Raymond Felton is relentless. He doesn't take off games, plays or practices. Eventually he wears you down.
Felton, 25, wore defenses down last season. New coach Larry Brown put him in position to when he made Felton his full-time starting point guard. For the first time in four seasons as a professional, Felton no longer had to share.
To celebrate, Brown screamed at him. Both men played the position at North Carolina, and Brown is notoriously tough on people who play his position. Brown is relentless, too.
Felton tuned out the volume and listened to the lyrics. He says he learned that as a Tar Heel.
Who yells more, Brown or North Carolina coach Roy Williams?
"Man," Felton says. He pauses for a second, for three seconds, for five.
"Even," he says.
Felton averaged 14.2 points, 6.7 assists and 3.8 rebounds last season. But after January he averaged 15.4 points, 7.1 assists and 4.1 rebounds.
I was dumbfounded by his improvement. Also, I was dumb. You see, until today I don't think I have ever written a positive column about Felton.
I didn't like his game. When a teammate ran around a pick and was in rhythm and ready for the ball, I thought Felton slipped it to him a half-step late. Felton wasn't smooth. He didn't run an offense the way elite point guards do.
I wasn't a fan. But I'd sit there the latter part of last season and think, this guy plays defense. He blocked 30 shots in 2008-09, and he's only 6-1. If he were 7-1, 30 blocks would be, like, 500.
He goes to the basket no matter who is there. He's willing to miss the shot that will win or lose the game. He's unwilling to miss games, however. He's missed only seven in four seasons.
Talented rookie point guard D.J. Augustin joined the Bobcats last season. There's an ease to Augustin's game that Felton will never have. How did Felton respond to the new threat, the new lottery pick, the new competition? Instead of being territorial, he became a teacher. Valuable advice included: listen to the coach's words, not the volume at which they're SHOUTED.

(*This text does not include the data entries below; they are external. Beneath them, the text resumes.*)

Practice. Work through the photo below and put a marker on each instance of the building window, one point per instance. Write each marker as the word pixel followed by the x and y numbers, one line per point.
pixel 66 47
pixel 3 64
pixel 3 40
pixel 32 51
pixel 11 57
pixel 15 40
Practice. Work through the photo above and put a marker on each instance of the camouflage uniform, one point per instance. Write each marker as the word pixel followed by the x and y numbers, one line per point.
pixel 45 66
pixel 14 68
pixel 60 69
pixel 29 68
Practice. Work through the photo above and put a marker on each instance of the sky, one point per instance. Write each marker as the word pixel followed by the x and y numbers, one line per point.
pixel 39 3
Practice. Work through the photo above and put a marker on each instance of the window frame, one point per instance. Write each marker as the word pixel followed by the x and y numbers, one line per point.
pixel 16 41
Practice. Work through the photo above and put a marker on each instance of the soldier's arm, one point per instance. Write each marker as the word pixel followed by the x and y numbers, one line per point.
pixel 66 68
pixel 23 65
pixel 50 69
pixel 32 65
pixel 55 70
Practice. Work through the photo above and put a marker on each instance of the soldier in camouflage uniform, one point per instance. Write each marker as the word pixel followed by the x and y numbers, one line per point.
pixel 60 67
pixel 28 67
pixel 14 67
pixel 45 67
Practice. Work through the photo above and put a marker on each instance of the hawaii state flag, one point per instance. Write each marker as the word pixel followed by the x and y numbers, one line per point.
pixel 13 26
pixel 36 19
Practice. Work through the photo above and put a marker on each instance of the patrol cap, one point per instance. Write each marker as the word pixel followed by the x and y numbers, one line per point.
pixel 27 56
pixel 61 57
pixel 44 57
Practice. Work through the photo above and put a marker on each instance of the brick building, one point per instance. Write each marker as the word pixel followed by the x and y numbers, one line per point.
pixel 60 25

Felton refuses to criticize teammates. When post-game blame was assessed, he raised both hands.
"He's as good a teammate as I've ever coached," Brown says.
Brown began coaching point guards at about the time Bob Cousy broke in for the Boston Celtics. So calling Felton "as good a teammate" as he's coached is remarkable praise.
What is a good teammate?
"He's loyal," says Brown. "He does every drill as hard as he can. If he's playing, he's trying to win. If he's not, he's cheering for everybody."
There are point guards who are more elegant. They glide across the court as if they're wearing a tux. Felton plays as if he's wearing work boots and a tool belt.
"This is my team and I want to help everybody," says Felton.
When did the Bobcats become your team?
"Last year," he says. "I'm the point guard and the leader. So I took that role. And I'm going to keep it."
He'll keep it only if the Bobcats keep him. He and the team were unable to agree upon a contract, and he is tethered to Charlotte only for this season.
"I'm happy to be here another year," says Felton. "I'm not worried."
Fans ought to be.
A guy I know saw Felton in a restaurant this summer. The man's son is a huge basketball fan and Felton was at the next table. 'Dad, can I go over and ask for his autograph, please, please, dad, please?'
Felton offered the kid a signature and invited him to sit down. When the kid arrived, Felton was Mr. Felton. By the time he left, Felton had become R-Dog, R or Ray.
Felton's kindness won't win games. But it will win fans. For the Bobcats, that, too, is a victory.